In einer Gesellschaft jedoch, die den Anbruch der europäischen Moderne subjektiv in Form einer äußeren Aggression erlebt hat, wurde dieser eigentlich in allen menschlichen Gemeinwesen zu erwartende Prozess dauerhaft blockiert. Kräfte und Sichtweisen, die unter anderen Umständen wohl als rückständig oder reaktionär kritisiert worden wären, konnten sich dadurch legitimieren, dass sie sich als »Widerstand gegen die äußeren Aggressoren« auswiesen.

Das macht diese Ideen bestimmt nicht besser, erklärt aber in manchen historischen Momenten ihre Anziehungskraft. Weitere Faktoren kommen hinzu: Das Versagen des größten Teils der Linken, das Scheitern staatssozialistischer Entwicklungsmodelle, die rapide Verschlechterung der ökonomischen und sozialen Situation der Bevölkerungen während der letzten 15 Jahre.

Und vor allem auch die kollektive Erinnerung an die durch einen kulturellen Filter interpretierte, aber eine materielle Grundlage besitzende Aggression, etwa in Gestalt des Kriegs gegen den Irak im Jahr 1991, der quer durch die muslimischen Gesellschaften eine extrem starke Rezeption erfuhr. Eventuelle militärische Repressalien der USA und verbündeter Mächte können heute dieses verzerrte Bewusstsein nur stärken. Nichts wäre dadurch gewonnen im notwendigen Kampf gegen den Islamismus als das reaktionäre Projekt, das er in Wirklichkeit ist.
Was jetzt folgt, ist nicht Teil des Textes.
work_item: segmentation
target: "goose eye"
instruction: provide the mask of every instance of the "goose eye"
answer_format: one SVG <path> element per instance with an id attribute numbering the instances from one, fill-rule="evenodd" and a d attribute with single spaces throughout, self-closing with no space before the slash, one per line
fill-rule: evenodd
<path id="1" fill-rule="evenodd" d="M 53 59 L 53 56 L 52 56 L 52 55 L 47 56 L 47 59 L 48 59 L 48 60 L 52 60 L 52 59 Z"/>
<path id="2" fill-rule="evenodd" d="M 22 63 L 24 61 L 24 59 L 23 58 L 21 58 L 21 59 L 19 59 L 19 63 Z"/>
Dieser Kampf kann nur durch innergesellschaftliche Prozesse in den betroffenen Ländern vorankommen. Grundlagen dafür sind vorhanden, da sowohl im Iran unter nunmehr 22jähriger islamistischer Herrschaft als auch beispielsweise in Algerien, dessen Bevölkerung mit der autoritären und repressiven Natur des Islamismus ihre Erfahrungen gemacht hat, der Rückgang der Sympathie für sein Gesellschaftsmodell längst begonnen hat. Für alle, die eines dieser Länder besucht haben, ist diese Realität spürbar. Was keinesfalls bedeutet, dass diese politische Strömung heute schon auf Dauer erledigt wäre.